Bexis had been on the road a lot lately – it seems blogging attract speaking engagements – and at both the recent PLAC fall meeting and the ACI’s FDA Boot Camp, speakers discussed the recent Supreme Court decision in FCC v. Fox Television Stations, Inc., 132 S. Ct. 2307 (2012), as having implications for product liability actions involving regulatory allegation claims. We’d particularly like to thank Mike Walsh from Strassburger for sharing his thoughts (and some nice PowerPoint slides) on this issue.
Fox Television is a Due Process case, and the way Due Process intersects with product liability, at least in this context, is whether there are Due Process constraints on plaintiffs ginning up FDA (or, indeed, other federal) regulatory violation claims based on weird interpretations by paid FDA “experts.”
Can you say “parallel violation” claims?
What do we learn from Fox Television? The case involved the regulation of purported “indecency” on television – no, it doesn’t involve Quentin Tarantino movies, but rather a far more serious problem than blood-soaked megadeath. We mean “fleeting expletives.” On prime time, broadcasters can show as much killing as they want, but the actors can’t swear as they get killed (or about anything else). So the FCC has decreed – but not very well, the Supreme Court held.
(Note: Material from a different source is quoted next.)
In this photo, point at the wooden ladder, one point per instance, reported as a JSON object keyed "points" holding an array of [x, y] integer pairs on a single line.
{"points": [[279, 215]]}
The FCC held that an unscripted f-bomb on live TV was a no-no (ditto fleeting nudity (not the Superbowl wardrobe malfunction; that was another case)) and fined the TV networks. This was something of a regulatory flip-flop, so the networks sued alleging that their Due Process rights were violated by the arbitrary and capricious actions of the FCC. The Supreme Court agreed, sort of.